Ever the innovator, Tunner would try just about anything to improve the airlift. One day he invited a group of pilots over to his office and simply listened as they ate and finished off a keg of beer. That day he began implementing changes based on what he had heard. At other times he would wear a jacket and hat without rank or insignia and wander around an airbase to see how things were running. He would pick the most obscure hours of the night and walk into the control tower and observe for awhile. He wanted to remind people that the airlift was a 24 hour operation every day. When he took command, the airlift was delivering just under 500,000 pounds a day. Ten months later, the daily average had climbed to more than 16 million pounds a day. By spring of 1949, the city was being completely supplied by the airlift and the Russian blockade was an embarrassment to Stalin. On May 12, 1949, after it was proven pointless by the airlift, the Russians lifted the blockade.

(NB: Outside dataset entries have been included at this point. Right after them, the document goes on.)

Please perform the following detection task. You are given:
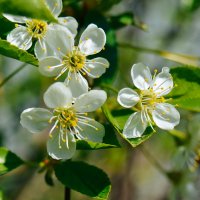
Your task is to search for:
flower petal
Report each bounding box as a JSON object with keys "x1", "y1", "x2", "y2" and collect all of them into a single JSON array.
[
  {"x1": 74, "y1": 90, "x2": 107, "y2": 112},
  {"x1": 58, "y1": 17, "x2": 78, "y2": 37},
  {"x1": 7, "y1": 26, "x2": 32, "y2": 50},
  {"x1": 20, "y1": 108, "x2": 53, "y2": 133},
  {"x1": 152, "y1": 103, "x2": 180, "y2": 130},
  {"x1": 39, "y1": 56, "x2": 63, "y2": 77},
  {"x1": 123, "y1": 112, "x2": 147, "y2": 138},
  {"x1": 78, "y1": 24, "x2": 106, "y2": 55},
  {"x1": 34, "y1": 24, "x2": 74, "y2": 60},
  {"x1": 78, "y1": 119, "x2": 105, "y2": 142},
  {"x1": 131, "y1": 63, "x2": 152, "y2": 90},
  {"x1": 117, "y1": 88, "x2": 140, "y2": 108},
  {"x1": 47, "y1": 132, "x2": 76, "y2": 160},
  {"x1": 65, "y1": 72, "x2": 89, "y2": 97},
  {"x1": 45, "y1": 0, "x2": 63, "y2": 17},
  {"x1": 86, "y1": 57, "x2": 109, "y2": 78},
  {"x1": 153, "y1": 67, "x2": 173, "y2": 96},
  {"x1": 3, "y1": 14, "x2": 28, "y2": 24},
  {"x1": 44, "y1": 82, "x2": 72, "y2": 108}
]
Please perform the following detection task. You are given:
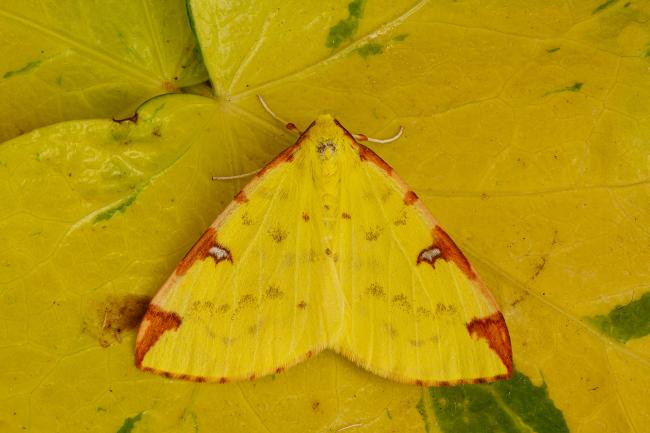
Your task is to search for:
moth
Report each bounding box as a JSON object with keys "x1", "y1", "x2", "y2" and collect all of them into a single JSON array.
[{"x1": 135, "y1": 109, "x2": 512, "y2": 385}]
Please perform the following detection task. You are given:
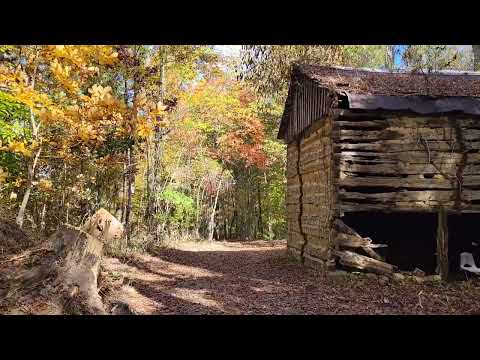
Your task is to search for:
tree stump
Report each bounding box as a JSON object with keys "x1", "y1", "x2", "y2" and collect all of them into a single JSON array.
[
  {"x1": 50, "y1": 225, "x2": 106, "y2": 314},
  {"x1": 82, "y1": 208, "x2": 124, "y2": 251}
]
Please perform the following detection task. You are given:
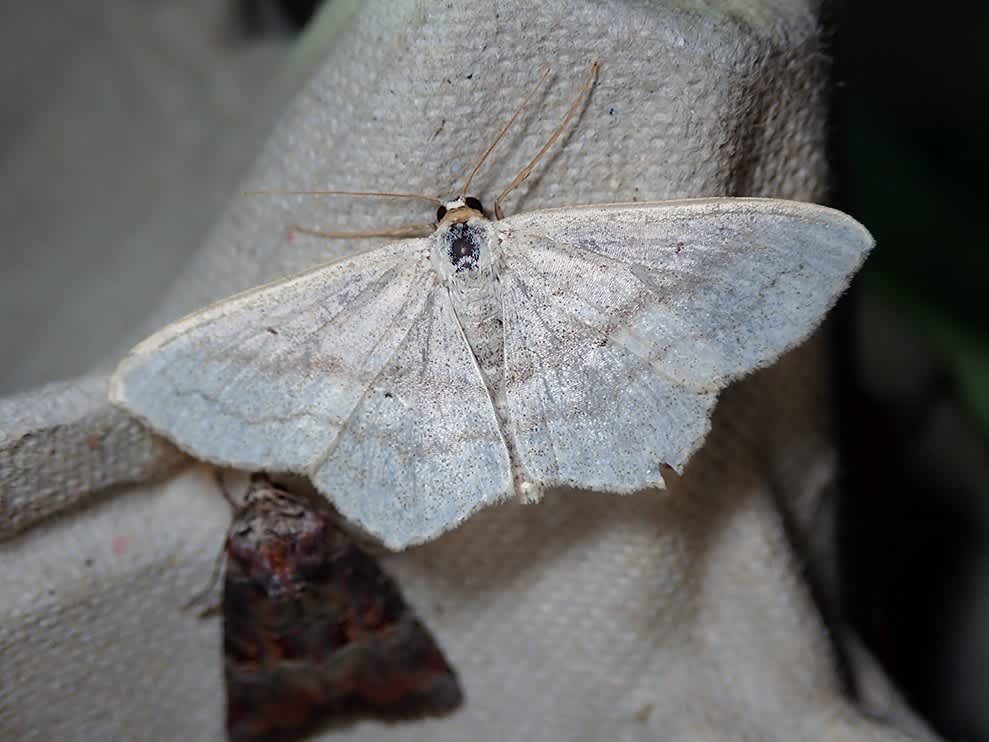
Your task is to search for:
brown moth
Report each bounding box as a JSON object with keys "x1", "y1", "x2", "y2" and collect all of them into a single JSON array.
[{"x1": 222, "y1": 475, "x2": 463, "y2": 740}]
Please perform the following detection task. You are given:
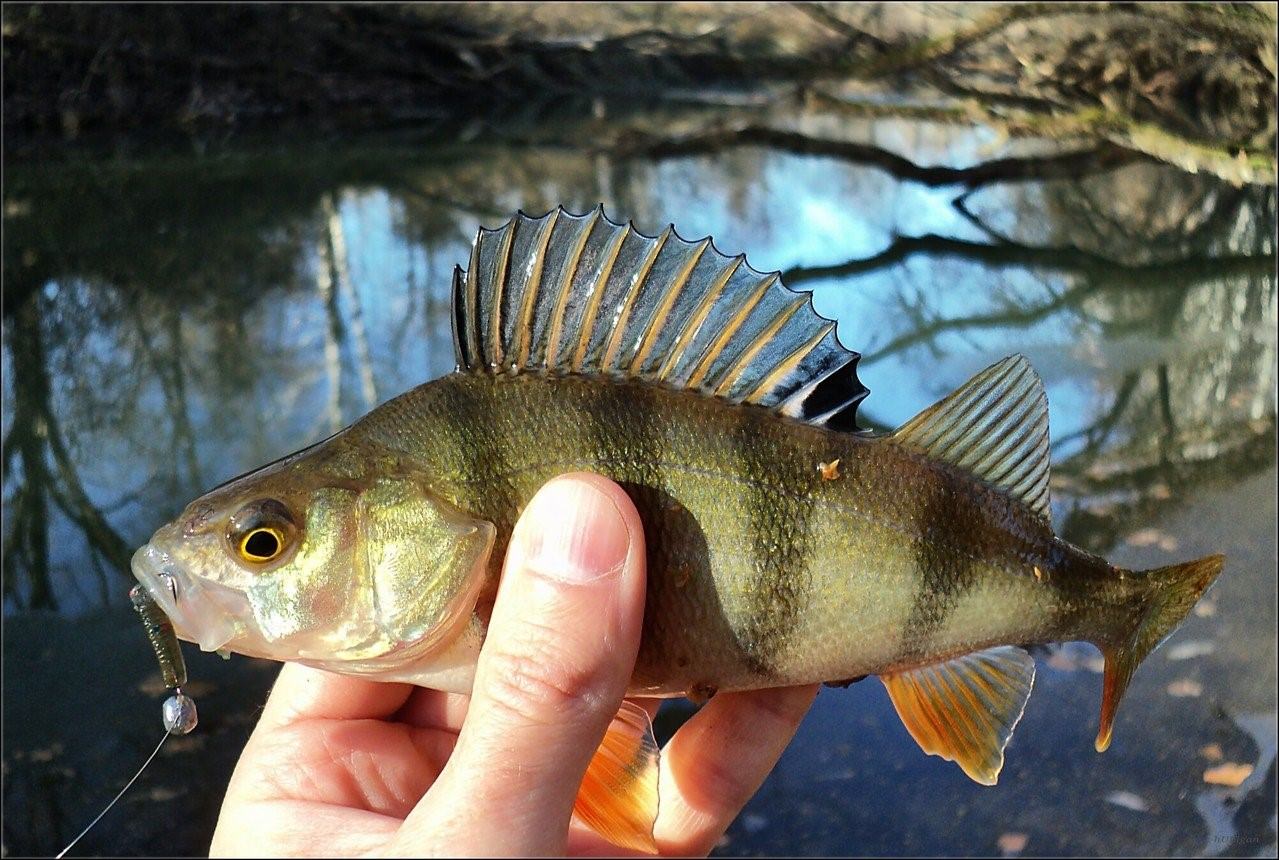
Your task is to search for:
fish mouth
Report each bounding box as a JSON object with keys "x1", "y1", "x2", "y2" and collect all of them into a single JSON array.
[{"x1": 130, "y1": 544, "x2": 251, "y2": 651}]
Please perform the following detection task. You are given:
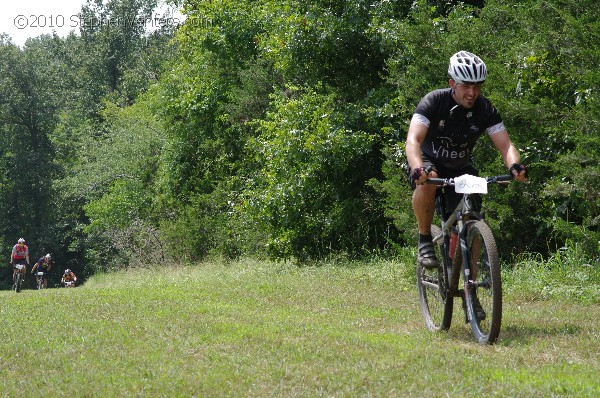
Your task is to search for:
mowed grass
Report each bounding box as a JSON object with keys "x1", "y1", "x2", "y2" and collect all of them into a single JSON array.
[{"x1": 0, "y1": 261, "x2": 600, "y2": 397}]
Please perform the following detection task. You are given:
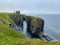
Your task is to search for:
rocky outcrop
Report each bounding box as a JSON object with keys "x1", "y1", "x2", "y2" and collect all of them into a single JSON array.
[
  {"x1": 11, "y1": 11, "x2": 44, "y2": 35},
  {"x1": 11, "y1": 14, "x2": 24, "y2": 27}
]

General Lucious D. Clay, the U.S. European Commander in Berlin, returned home to a ticker tape parade in New York City. General Curtis LeMay, commander of the US Air Forces in Europe, went on to become one of the most beloved generals of the twentieth century. Credit for the airlift was routinely credited to LeMay, and he claimed responsibility for many of Tunner’s innovations. There were no bands playing when Tunner left Berlin and there was no hero’s welcome back home. “Perhaps the most remarkable thing about this airlift,” one reporter would write, “was how unremarkable the whole thing seemed to be” – and that is just the way Bill Tunner wanted it. He had quietly architected an airlift others deemed impossible, and in so doing, helped save the city of Berlin and stopped the spread of communism across Europe.